Monday, December 17, 2012

Violent Society

A society that celebrates violence cannot escape being a violent society, and it is doomed to remain violent with no escape from violent actions since it is incapable of censuring them.  It is not enough to tolerate violence to create a peaceable society; it must actively condemn it.  The recent mass massacre in a Connecticut school, a rerun of the Columbine massacre, makes it patent that the problem lies in our society’s underlying violence.
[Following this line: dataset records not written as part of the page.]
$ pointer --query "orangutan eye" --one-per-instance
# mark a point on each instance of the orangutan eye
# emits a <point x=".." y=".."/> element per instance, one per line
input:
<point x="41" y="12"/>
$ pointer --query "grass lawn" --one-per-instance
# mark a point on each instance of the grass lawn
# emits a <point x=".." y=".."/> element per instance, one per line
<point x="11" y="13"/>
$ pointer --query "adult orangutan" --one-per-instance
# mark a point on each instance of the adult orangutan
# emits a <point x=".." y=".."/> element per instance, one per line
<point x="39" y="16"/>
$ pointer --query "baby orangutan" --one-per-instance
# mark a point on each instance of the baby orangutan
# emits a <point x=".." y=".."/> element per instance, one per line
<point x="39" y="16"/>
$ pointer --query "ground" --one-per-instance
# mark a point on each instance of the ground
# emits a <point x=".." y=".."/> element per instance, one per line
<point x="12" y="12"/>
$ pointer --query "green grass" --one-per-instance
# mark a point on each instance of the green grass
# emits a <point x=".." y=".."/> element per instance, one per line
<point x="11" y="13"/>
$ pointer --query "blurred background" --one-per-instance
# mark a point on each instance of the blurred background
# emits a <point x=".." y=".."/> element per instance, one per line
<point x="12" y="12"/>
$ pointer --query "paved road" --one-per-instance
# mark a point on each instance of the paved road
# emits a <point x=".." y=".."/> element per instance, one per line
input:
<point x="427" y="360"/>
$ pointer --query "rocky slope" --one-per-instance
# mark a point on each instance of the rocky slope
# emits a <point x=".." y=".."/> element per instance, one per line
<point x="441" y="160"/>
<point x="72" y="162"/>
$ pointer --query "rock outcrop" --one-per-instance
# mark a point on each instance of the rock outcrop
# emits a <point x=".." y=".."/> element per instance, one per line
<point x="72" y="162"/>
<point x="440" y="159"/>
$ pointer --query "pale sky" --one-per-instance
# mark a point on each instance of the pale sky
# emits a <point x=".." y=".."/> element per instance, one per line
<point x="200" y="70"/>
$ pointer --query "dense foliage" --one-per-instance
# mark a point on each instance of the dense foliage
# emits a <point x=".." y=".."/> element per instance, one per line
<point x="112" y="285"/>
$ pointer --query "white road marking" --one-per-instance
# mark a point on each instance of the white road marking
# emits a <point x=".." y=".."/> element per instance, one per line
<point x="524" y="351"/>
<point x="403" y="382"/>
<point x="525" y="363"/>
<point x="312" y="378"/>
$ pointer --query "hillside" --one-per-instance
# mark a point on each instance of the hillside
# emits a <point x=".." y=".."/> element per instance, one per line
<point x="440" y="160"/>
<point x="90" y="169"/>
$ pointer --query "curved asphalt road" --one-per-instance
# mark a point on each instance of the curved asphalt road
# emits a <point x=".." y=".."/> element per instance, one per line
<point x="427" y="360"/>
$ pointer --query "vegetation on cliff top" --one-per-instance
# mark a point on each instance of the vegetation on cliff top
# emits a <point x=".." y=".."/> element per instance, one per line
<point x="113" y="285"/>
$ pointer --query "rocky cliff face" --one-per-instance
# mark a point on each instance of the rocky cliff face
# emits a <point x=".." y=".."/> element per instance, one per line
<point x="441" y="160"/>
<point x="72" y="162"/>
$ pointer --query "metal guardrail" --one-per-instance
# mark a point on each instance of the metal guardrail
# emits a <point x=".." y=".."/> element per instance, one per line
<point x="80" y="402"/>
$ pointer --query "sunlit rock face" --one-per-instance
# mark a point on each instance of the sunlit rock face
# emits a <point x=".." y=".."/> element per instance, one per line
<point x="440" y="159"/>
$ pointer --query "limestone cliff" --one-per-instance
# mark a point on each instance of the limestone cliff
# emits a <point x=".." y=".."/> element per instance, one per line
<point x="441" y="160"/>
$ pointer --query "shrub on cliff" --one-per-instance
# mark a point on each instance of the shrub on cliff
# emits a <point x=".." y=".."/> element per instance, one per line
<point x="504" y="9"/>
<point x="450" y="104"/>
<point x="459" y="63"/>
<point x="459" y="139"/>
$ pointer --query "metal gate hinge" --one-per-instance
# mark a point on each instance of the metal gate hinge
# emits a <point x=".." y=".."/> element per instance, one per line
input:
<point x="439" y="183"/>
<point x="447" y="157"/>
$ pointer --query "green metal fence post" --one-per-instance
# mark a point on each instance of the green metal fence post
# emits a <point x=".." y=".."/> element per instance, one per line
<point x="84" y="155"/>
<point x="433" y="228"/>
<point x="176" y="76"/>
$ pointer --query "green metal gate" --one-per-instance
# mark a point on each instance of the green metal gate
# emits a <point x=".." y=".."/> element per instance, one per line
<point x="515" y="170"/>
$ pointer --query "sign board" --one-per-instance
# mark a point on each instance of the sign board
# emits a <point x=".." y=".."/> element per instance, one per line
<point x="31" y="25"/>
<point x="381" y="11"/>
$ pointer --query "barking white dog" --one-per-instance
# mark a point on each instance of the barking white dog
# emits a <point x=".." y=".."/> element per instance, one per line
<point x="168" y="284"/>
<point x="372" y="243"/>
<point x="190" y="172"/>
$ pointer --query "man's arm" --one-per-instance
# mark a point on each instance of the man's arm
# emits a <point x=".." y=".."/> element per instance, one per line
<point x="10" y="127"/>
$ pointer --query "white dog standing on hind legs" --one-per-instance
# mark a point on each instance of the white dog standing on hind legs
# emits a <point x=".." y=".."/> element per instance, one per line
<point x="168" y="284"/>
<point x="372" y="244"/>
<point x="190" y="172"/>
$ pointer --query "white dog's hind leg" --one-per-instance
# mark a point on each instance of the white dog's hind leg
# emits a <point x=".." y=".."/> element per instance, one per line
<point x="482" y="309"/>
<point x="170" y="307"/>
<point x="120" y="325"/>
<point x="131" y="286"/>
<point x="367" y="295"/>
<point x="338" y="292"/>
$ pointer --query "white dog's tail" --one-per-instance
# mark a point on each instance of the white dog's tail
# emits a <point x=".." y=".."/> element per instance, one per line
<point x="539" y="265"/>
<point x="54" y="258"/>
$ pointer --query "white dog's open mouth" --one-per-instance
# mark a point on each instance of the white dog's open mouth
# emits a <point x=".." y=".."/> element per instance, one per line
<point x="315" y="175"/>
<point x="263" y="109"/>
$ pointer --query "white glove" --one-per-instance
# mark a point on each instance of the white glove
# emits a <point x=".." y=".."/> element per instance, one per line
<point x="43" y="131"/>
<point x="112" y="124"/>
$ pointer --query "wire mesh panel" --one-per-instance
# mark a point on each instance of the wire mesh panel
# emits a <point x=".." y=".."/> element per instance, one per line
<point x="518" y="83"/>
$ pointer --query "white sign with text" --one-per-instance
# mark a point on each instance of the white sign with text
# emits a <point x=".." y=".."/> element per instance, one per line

Psychologically unstable individuals existed everywhere at all times and always do, and one way or another, one time or another, they work havoc; there is no way preventing it, no way even predicting it.  But before the age of fire arms, the damage was small. A gun can slaughter many in a single action.  Gun control, even if less aimlessly debated than heretofore, is no solution. Guns are already widely spread among the citizens; there are too many supporters of gun sales; and restricting sales and possessions will only promote undercover gun trade.  The proposal to arm school principals and teachers is insane; the proposal to man school yards with police is absurd.  Improving mental health care is no guarantee that potential malefactor can be so easily identified in advance of acting out their violent fantasies. 

It is essential that the society realizes that children taught that the show of physical strength -- in the form of hitting and clobbering -- is bravery as a way of solving a conflict or of defending one’s right grow into adults with a penchant for destruction of property and lives as a means of resolving anger, general or targeted.  Teaching children to manage anger without violence early in life is of utmost importance; and yet they are today given, if not toy guns, full exposure to fashionable movies and video games which inculcate in them the excitement of vicarious shooting and killing.  It is sad that politicians are virtually silent on this obvious fact; it is deplorable that the media is failing to address this point.